深酒
ピーナッツや瓶詰のオリーブ、アンチョビの缶詰などが次々と開けられた。
「デュラハンったら飲み過ぎよ。魔王様に言いつけちゃうぞ、キャハハ」
「あーやめてやめて。酔いが醒める」
……いや、本当に醒める。魔王様に言いつけるとかガチでやめて。これまで培ってきた私の評価がガタ落ちしてしまう。勤務中に飲酒中。
「それで、なにか聞いてほしい話があるんじゃないの」
「あ、そうだった」
すっかり忘れていた。
「じつは、魔王妃が私と同種族の雌を無限の魔力があれば創りだせると誘惑してきたのだ。もちろんキッパリと断ったがな。フッ」
さっと前髪を手串で整える。首から上は無いのだが。
「分かるー。それは喉から手が出るほど欲しいわよね」
……。
察しがいいぞ! さすがは四天王の一人、妖惑のサッキュバスだ。
「でしょでしょ。だが、魔王妃は信頼できない。信頼してはいけない」
「嘘おっしゃい」
「? うそ?」
嘘などついてはいない。
「デュラハンにとって、魔王妃は信頼できるから相談しに部屋へ行ったのでしょ」
「……」
「わたしよりも信頼しているんでしょ」
上目遣いで見られると返答に困ってしまう。
「いや、そんなことは……」
無いとは断言できなかった。サキュバスの部屋に来ると……勤務中でも酒を勧められて中々帰れないから入りにくいのが本音なのだ。今も隣に座り体をピッタリと密着させてくる。距離感が近過ぎるのが怖い。

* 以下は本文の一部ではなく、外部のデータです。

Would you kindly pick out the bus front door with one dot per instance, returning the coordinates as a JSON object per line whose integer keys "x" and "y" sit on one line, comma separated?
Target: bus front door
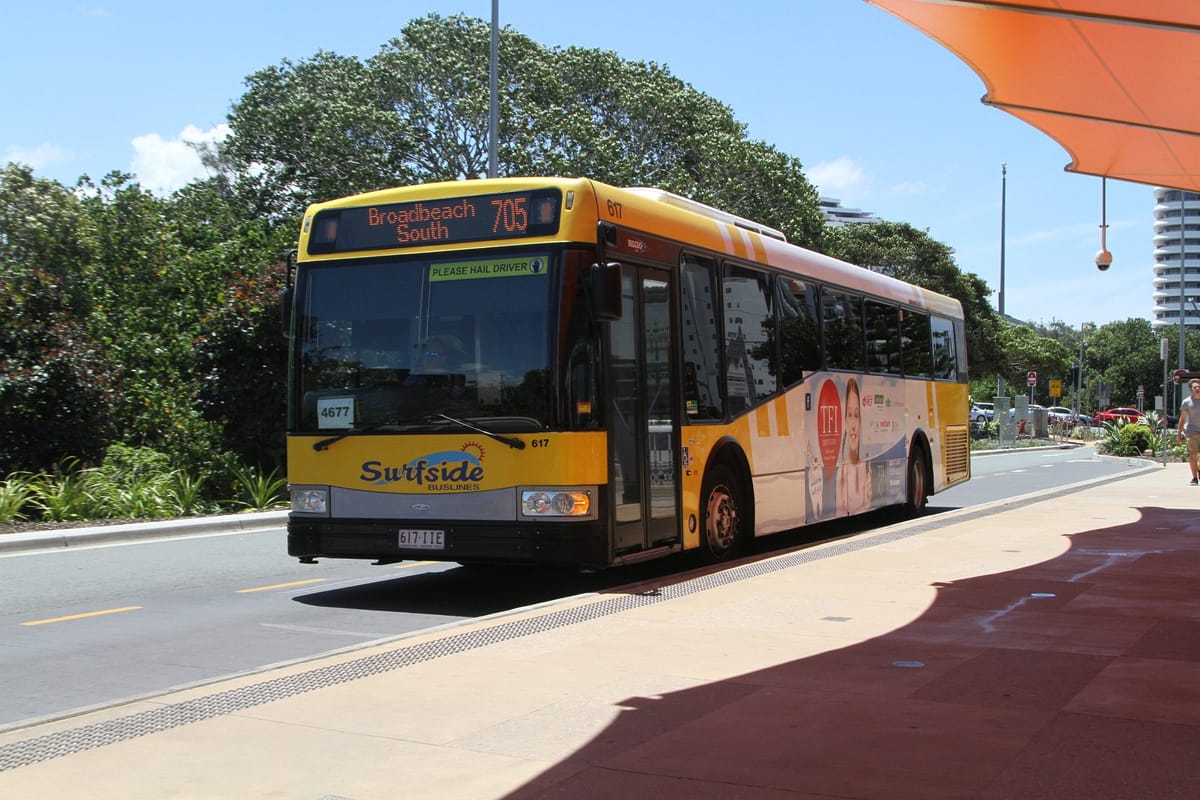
{"x": 645, "y": 414}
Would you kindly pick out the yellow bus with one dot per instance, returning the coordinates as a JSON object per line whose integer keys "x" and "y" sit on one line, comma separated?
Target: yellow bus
{"x": 555, "y": 371}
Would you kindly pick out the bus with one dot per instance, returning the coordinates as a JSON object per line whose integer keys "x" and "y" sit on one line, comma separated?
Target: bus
{"x": 547, "y": 371}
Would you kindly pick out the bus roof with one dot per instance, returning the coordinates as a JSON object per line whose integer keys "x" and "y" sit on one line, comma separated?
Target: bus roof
{"x": 655, "y": 212}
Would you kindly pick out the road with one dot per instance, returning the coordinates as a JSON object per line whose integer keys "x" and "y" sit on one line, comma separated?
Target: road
{"x": 91, "y": 626}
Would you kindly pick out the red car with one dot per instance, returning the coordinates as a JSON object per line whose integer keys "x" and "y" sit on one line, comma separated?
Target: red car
{"x": 1117, "y": 414}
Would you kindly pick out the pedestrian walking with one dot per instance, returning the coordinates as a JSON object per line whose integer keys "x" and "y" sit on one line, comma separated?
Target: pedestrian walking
{"x": 1189, "y": 426}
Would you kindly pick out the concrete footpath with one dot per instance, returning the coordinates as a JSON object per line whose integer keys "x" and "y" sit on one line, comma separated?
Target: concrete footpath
{"x": 1043, "y": 647}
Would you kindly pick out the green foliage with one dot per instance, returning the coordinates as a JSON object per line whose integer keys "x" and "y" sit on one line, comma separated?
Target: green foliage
{"x": 903, "y": 252}
{"x": 241, "y": 355}
{"x": 255, "y": 489}
{"x": 15, "y": 495}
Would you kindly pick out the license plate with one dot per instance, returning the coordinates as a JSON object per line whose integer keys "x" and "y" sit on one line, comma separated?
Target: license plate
{"x": 423, "y": 540}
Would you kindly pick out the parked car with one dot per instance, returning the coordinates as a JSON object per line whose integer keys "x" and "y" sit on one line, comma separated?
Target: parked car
{"x": 982, "y": 413}
{"x": 1061, "y": 415}
{"x": 1119, "y": 414}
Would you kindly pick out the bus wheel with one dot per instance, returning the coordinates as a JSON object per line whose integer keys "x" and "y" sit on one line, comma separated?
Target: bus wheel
{"x": 918, "y": 488}
{"x": 723, "y": 513}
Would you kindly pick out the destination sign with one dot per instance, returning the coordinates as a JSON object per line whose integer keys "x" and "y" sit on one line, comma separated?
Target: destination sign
{"x": 508, "y": 215}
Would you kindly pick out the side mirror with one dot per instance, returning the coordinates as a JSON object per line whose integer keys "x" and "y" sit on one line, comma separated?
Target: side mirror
{"x": 286, "y": 312}
{"x": 286, "y": 300}
{"x": 605, "y": 290}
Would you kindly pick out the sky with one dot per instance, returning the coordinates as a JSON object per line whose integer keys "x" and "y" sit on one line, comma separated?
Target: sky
{"x": 881, "y": 116}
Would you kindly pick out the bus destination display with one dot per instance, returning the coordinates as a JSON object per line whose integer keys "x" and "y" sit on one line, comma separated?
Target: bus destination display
{"x": 508, "y": 215}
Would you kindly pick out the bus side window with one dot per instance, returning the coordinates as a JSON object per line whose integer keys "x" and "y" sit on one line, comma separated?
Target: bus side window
{"x": 916, "y": 343}
{"x": 945, "y": 350}
{"x": 841, "y": 316}
{"x": 701, "y": 340}
{"x": 882, "y": 337}
{"x": 750, "y": 364}
{"x": 799, "y": 330}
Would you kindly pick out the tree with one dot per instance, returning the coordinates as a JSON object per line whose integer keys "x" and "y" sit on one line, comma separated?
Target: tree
{"x": 311, "y": 131}
{"x": 418, "y": 112}
{"x": 1025, "y": 352}
{"x": 903, "y": 252}
{"x": 241, "y": 359}
{"x": 1125, "y": 355}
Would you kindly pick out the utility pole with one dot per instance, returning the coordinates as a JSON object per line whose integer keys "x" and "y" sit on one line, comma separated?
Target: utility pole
{"x": 1003, "y": 193}
{"x": 493, "y": 85}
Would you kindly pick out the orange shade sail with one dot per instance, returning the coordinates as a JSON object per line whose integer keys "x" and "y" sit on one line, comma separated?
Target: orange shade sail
{"x": 1114, "y": 82}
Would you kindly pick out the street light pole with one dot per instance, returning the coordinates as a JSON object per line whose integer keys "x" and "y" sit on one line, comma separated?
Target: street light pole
{"x": 1182, "y": 259}
{"x": 1003, "y": 193}
{"x": 493, "y": 83}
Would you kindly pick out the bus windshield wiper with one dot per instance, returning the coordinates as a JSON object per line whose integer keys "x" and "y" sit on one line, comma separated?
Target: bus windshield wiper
{"x": 363, "y": 428}
{"x": 513, "y": 441}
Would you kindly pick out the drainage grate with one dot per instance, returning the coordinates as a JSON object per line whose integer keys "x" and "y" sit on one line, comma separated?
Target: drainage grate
{"x": 65, "y": 743}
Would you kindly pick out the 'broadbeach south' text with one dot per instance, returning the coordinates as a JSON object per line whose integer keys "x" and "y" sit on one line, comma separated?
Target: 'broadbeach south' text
{"x": 421, "y": 223}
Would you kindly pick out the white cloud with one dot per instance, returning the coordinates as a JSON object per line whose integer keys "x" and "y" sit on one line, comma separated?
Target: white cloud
{"x": 167, "y": 164}
{"x": 838, "y": 178}
{"x": 39, "y": 157}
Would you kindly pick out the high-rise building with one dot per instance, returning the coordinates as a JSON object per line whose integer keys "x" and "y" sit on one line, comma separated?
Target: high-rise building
{"x": 838, "y": 216}
{"x": 1176, "y": 258}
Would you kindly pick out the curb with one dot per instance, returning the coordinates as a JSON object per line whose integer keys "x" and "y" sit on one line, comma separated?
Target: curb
{"x": 76, "y": 537}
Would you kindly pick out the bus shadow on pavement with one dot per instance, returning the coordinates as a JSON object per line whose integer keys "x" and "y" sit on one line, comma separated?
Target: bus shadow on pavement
{"x": 1068, "y": 678}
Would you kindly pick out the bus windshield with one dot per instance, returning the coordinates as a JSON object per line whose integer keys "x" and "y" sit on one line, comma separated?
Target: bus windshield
{"x": 399, "y": 343}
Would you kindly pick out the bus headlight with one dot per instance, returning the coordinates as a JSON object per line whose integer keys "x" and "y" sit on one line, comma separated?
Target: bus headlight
{"x": 543, "y": 503}
{"x": 310, "y": 500}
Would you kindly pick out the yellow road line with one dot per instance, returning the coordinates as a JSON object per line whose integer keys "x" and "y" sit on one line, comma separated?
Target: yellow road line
{"x": 280, "y": 585}
{"x": 66, "y": 619}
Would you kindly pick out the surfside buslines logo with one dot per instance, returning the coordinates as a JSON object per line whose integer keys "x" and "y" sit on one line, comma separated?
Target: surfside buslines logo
{"x": 449, "y": 470}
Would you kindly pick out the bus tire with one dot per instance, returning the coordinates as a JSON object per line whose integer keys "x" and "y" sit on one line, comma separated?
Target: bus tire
{"x": 724, "y": 515}
{"x": 918, "y": 483}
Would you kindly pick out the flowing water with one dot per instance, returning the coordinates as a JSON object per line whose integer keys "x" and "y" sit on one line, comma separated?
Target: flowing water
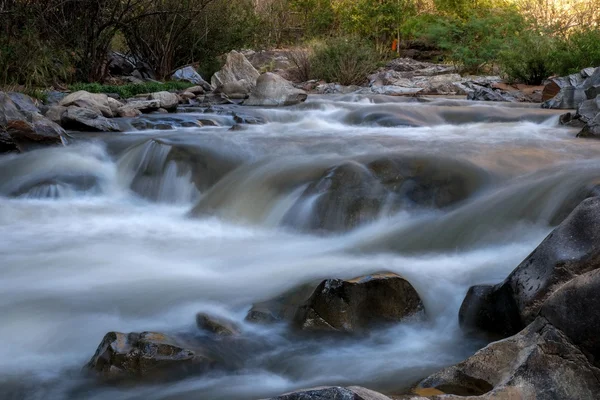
{"x": 140, "y": 231}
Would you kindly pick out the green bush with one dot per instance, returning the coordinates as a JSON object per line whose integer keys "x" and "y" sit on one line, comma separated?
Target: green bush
{"x": 131, "y": 90}
{"x": 345, "y": 60}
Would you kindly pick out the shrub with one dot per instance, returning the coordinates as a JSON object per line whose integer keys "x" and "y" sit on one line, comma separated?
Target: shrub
{"x": 345, "y": 60}
{"x": 131, "y": 90}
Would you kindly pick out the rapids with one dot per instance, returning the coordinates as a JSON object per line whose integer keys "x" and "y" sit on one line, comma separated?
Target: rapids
{"x": 139, "y": 231}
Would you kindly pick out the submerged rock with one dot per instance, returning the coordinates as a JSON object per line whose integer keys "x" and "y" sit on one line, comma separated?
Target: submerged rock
{"x": 538, "y": 363}
{"x": 572, "y": 249}
{"x": 355, "y": 305}
{"x": 272, "y": 90}
{"x": 333, "y": 393}
{"x": 84, "y": 119}
{"x": 144, "y": 354}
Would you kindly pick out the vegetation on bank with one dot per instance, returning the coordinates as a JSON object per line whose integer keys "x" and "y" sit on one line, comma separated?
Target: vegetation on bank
{"x": 58, "y": 42}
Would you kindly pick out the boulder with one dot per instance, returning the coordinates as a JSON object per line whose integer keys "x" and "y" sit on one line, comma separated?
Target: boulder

「サッキュバスはどう考えているのだ。魔王妃のことは信頼してもいいと思っているのか」
「わたしは信頼しているわ」
「意外だな」
同じ女同士だから敵対しているとばかり思っていた。
「今はよ」
「今は」を強調して言ったのを聞き逃さなかった。
「これからは違うということか」
「違うのではなくて、変わるかもしれないってことよ。揺るぎない信頼関係なんてものは、現状が変れば刻一刻と変化していくわ。良い方向にも悪い方向にも」
「……」
お酒のせいで、ちょっと何言っているのか分かんないや。話がややこしいぞ。
「魔王妃が魔王妃として魔王様に仕え続けるのであれば、信頼は揺るぎようがないわ。でも、魔王妃が魔王様以外と結託して無限の魔力を手に入れようと陰謀を企んだりすれば、信頼なんてしない」
「なるほど」
「なるほどじゃないわよ。あなた次第ってことよ」
「――!」
思わず持っていたお酒を零しそうになった。
「わたしのところに相談に来るなんて、デュラハンも成長したじゃない。今までだったら可愛い女子に目がくらんで自分の意思をコロコロ変えて酷い目に遭うのが『鉄板』だったのに。プッ」
鉄板だったの――! すべらない話――!
酒飲んでなかったら物凄く凹むようなことをサラッと言われたような気がする。
「傷つくようなことを言われても傷つかなくなるのも、成長よ」
「……成長か」
魔王様も、私がどれほどタイトルで叱責してもぜんぜんヘッチャラなのは、成長している証なのか。
「魔王様も成長しているのか。色々と」
PVは成長していないが。とは言えない。笑えない。
「当り前よ。あんな魔王妃と結婚して夫婦円満に生活しているのだから、ここ数百年で考えられないほど飛躍した成長っぷりよ」
「……自己嫌悪だ」
成長してないのは私の方だったとは。
「わたしも成長しているわよ」
「……そうは見えないが」
四天王として着実に力を付けているというのなら……油断できない。
「え、見たい? 少しだけなら見せてあげようか」
そう言って淫らな服装の胸元に人差し指をかけて挑発するのはやめてほしい。R18に引っ掛かるから。
「残念だが、私は金属製鎧にしか興味が無いのだ」
金属製鎧の胸元とか、曲線美とか、細かく彫られた装飾とか、独特の金属臭とか……。あ、皮の鎧もそこそこ好きだった。
「あら残念。でも、だからといって魔王妃の誘惑に負けちゃ駄目よ。人間が全員全身金属製鎧の女子に変わったら、大変なことになるのだから」
「ああ、分かっている」
「よぼよぼのお爺ちゃんも、カッチカチの女子になるのよ。何百人も」
「――!」
そこまでは考えていなかった……。「若返った~!」と喜んでくれるのだろうか。それとも首から上が無くなったと嘆き悲しむのか……。
顔のシワを一生気にしなくていいのは、我らの特権なのだぞ。